# Forum > News > Community Chat >  How to Hack into a Coke/Pepsi Machine! =)

## The_Zealot

> This guide ill tell you how to hack into a coke machine, the amount of things you kan do with this depends on what year the machine was made in.
> 
> One thing i am positive you can do is get all of the change out of the machine.
> 
> Before i tell you teh sequence of buttons to press, you need to know which are which.
> 
> There are usually like 10 buttons on the average coke machine going in vertical order.
> 
> The one on the top would be 1, the one under that would be 2 and so on and so forth. but only 4 of these buttons matter
> ...


I had to share this. Also i asked his premission to Copy+Paste this to MMOwned =) And i believe its from "The Anarchist Cookbook"

----------


## CraZe

> I had to share this. Also i asked his premission to Copy+Paste this to MMOwned =) And i believe its from "The Anarchist Cookbook"

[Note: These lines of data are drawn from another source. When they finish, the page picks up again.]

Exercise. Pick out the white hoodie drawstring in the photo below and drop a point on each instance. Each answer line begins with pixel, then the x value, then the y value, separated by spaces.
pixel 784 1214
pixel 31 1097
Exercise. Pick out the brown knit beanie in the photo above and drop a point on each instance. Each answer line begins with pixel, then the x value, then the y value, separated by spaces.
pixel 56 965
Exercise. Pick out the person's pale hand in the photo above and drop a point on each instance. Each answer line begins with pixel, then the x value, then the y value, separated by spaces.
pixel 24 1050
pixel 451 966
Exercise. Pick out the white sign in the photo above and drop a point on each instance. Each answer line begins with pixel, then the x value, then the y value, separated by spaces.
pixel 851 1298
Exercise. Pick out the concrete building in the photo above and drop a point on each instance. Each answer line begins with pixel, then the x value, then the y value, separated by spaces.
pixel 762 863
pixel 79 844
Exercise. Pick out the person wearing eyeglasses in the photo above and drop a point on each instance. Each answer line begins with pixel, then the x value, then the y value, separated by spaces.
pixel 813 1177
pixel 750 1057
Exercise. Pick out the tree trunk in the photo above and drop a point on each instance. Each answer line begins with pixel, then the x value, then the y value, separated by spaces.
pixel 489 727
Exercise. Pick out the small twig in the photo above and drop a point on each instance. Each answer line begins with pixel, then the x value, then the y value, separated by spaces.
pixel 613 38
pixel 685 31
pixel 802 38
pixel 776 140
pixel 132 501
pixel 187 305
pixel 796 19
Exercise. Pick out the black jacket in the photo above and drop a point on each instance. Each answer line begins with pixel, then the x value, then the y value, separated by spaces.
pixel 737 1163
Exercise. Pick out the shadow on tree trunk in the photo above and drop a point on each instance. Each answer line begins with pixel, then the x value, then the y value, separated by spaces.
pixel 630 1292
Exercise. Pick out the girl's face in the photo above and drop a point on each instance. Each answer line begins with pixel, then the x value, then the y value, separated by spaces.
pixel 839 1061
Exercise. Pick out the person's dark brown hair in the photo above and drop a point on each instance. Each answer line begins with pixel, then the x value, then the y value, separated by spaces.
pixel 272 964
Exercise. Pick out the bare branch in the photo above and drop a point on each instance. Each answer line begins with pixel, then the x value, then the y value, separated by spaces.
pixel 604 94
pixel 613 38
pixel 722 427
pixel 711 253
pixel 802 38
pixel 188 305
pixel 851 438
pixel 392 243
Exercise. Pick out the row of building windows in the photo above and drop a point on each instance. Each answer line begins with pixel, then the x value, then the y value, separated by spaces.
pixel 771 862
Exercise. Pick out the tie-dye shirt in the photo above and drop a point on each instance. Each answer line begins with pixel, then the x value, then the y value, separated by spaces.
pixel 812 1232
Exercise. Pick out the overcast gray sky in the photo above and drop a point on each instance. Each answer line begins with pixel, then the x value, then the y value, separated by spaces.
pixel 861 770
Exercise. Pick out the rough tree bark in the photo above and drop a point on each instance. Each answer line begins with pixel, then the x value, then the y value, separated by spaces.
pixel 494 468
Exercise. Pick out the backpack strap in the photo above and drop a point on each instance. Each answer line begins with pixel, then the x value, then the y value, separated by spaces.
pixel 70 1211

Isn't it easier to follow the thousands of youtube videos on this?But thats out of the discussion,i think its pretty cool doing this

----------


## Phase228

heehhehehehehehe i need to go find a old coke machine

----------


## kelat

This only works on old coke / pepsi machines and those that are in Debug mode.

----------


## Spurven

lawl, time to feed my addiction *COKE (Anarchist's Cookbook FTW!!)*

----------


## Merc

lawl nice i wanna try this sooo bad but i dont think theres a coke machine in my area : / lol

----------